Upton’s energy and positivity are palpable. He is an enthusiastic advocate of his hometown, the city in which he and his wife have chosen to raise their four children. “It is a complex and complicated city but it is gentle,” he says.

“Sydney was a fantastic place to grow up,” he adds. “But the urge to reach out into the world has always been great for me, so I’ve lived and worked overseas for long periods. I think there is that urge inside all Australians; there is a great sense that other things are happening in other parts of the world and that we need to get out there and experience them. We’re not self-absorbed.”

He believes Sydney has matured recently. “I feel like this town has finally come of age. It was quite dull when I grew up really but in the last decade or so particularly, it has become incredibly diverse and sophisticated. I feel like it is big and suddenly you can feel that it is big. Despite the sprawl, which is a lot like Los Angeles, it’s a city of villages, a series of small communities.”

Size, sophistication and community have helped bolster a vibrant arts scene, says Upton. “There was certainly enough cultural and creative substance here to pull both Cate and I back after nine years of living in London. If there is any kind of problem in Sydney, it’s that it is too easy to do nothing.

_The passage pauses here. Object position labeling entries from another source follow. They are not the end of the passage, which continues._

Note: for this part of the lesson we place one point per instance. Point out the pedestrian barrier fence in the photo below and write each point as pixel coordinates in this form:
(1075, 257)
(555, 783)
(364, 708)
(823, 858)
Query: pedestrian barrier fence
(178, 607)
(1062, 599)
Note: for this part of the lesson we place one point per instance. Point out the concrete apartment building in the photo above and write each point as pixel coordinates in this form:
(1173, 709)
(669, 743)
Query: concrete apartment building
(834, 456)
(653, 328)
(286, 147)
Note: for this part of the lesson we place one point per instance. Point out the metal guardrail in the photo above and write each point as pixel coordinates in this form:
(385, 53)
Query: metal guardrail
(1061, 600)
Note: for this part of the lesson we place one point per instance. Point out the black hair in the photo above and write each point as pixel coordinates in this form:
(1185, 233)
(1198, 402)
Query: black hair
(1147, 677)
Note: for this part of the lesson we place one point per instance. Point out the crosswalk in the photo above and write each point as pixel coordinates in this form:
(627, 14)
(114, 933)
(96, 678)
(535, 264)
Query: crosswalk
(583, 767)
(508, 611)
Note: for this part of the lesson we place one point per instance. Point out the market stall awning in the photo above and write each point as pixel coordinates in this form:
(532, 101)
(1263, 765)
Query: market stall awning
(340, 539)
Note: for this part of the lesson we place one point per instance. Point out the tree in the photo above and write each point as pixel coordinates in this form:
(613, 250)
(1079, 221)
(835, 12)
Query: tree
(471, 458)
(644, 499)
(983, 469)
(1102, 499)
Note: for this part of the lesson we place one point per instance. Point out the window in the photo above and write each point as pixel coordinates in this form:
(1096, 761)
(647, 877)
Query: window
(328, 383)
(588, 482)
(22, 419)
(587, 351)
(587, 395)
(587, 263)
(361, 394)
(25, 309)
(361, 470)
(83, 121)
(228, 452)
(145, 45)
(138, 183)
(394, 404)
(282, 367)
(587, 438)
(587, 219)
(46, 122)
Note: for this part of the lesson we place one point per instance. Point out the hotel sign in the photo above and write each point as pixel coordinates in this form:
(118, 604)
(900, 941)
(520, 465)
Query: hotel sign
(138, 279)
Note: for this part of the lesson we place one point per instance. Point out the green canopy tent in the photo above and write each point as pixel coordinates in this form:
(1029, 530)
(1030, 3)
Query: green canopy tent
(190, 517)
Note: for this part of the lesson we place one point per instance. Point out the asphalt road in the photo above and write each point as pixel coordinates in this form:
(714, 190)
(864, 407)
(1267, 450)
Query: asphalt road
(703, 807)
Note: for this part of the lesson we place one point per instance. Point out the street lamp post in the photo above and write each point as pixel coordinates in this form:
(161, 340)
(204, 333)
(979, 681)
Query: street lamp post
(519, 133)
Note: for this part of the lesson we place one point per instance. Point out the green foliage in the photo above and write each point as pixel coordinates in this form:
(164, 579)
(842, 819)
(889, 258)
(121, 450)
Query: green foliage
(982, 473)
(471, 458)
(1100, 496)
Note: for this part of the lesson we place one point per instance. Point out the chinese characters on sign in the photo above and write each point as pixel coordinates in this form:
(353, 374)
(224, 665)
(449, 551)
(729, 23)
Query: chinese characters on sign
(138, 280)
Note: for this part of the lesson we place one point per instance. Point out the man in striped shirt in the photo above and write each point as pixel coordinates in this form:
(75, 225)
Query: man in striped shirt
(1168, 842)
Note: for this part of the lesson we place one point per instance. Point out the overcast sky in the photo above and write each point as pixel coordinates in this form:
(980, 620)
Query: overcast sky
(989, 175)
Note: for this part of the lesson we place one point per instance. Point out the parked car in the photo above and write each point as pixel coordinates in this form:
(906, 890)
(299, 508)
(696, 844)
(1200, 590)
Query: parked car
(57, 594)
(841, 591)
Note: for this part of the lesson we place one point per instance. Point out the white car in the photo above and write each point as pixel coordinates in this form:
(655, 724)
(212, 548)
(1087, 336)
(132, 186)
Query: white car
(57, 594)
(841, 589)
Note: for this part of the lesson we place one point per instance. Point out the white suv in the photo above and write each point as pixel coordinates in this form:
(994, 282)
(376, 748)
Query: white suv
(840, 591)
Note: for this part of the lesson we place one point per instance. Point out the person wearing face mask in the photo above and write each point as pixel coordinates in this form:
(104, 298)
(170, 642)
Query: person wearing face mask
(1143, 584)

“One of my Sydney Theatre Company colleagues once said to me, ‘Coming to Sydney for the theatre is a bit like going to Berlin for the surf,’ and he was utterly right.” That said, Upton does think the quality of the arts in Sydney is good. “Creatively, per capita, we are a very productive city. As the city has grown, an appreciation for the arts has grown also. As a company we fit well into Sydney. I like the way lord mayor Clover Moore runs the city: the council’s mantra that this is a ‘City of Villages’ encourages people to think about Sydney as a layered community, not a flat metropolis that just does business.

“There are a diverse bunch of people who call it home, who have been thrown together from all over the world and have to figure out how to live together. That makes it a pretty interesting place to be.”

Would he live in any other city in Australia? “Nah, Cate’s from Melbourne and even she knows it’s better.”